Tag: Platte

Spring 2019 Corpora Release 2.7.0

We at Coptic Scriptorium are pleased to version 2.7.0 of our corpora.  The release includes several new documents:

  • several more sayings in the Coptic Apophthegmata Patrum (edited & annotated by Marina Ghaly)
  • additional fragments of Shenoute’s sermon Some Kinds of People Sift Dirt (edited & annotated by Christine Luckritz Marquis, editions provided by David Brakke)
  • Besa’s letter On Vigilance (edited and annotated by So Miyagawa and others)
  • several more fragments of the monastic canons of Apa Johannes (annotated by Elizabeth Platte and Caroline T. Schroeder, digital edition provided by Diliana Atanassova)

All documents have metadata for word segmentation, tagging, and parsing to indicate whether those annotations are machine annotations only (automatic), checked for accuracy by an expert in Coptic (checked), or closely reviewed for accuracy, usually as a result of manual parsing (gold).

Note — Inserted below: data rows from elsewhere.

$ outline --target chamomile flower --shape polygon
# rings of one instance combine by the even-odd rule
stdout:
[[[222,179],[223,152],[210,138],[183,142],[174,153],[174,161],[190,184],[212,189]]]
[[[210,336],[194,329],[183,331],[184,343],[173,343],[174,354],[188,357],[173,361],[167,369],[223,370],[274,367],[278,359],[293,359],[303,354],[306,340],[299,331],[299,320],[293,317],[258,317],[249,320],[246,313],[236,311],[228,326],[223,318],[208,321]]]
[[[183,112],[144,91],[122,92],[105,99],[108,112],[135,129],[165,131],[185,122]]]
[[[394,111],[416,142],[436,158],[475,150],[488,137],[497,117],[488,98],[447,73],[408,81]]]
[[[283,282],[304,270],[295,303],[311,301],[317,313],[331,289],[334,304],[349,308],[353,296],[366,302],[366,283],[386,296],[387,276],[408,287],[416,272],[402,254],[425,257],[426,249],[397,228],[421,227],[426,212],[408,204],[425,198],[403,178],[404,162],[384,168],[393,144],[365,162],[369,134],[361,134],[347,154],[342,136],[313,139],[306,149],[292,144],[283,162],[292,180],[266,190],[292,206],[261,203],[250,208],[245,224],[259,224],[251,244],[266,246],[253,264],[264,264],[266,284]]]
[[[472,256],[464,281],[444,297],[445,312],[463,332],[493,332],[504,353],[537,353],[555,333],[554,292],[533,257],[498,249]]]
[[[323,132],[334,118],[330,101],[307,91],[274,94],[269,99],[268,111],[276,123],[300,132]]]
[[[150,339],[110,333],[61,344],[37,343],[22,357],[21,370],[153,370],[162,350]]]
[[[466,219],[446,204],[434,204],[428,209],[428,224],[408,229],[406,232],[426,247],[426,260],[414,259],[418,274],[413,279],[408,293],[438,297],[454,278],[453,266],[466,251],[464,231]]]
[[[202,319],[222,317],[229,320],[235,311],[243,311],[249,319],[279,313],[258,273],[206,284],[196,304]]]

You can search all corpora at https://corpling.uis.georgetown.edu/annis/scriptorium and download the data in 4 formats (relANNIS database files, PAULA XML files, TEI XML files, and SGML files in Tree-tagger format).

Our total annotated corpora are now at over 780,000 words; corpora that have human editors who reviewed the machine annotations amount to over 100,000 words.

Enjoy!

Recent presentations by Coptic Scriptorium team members (post 1 of 2)!

This fall, Coptic Scriptorium team members have presented their work in a number of environments.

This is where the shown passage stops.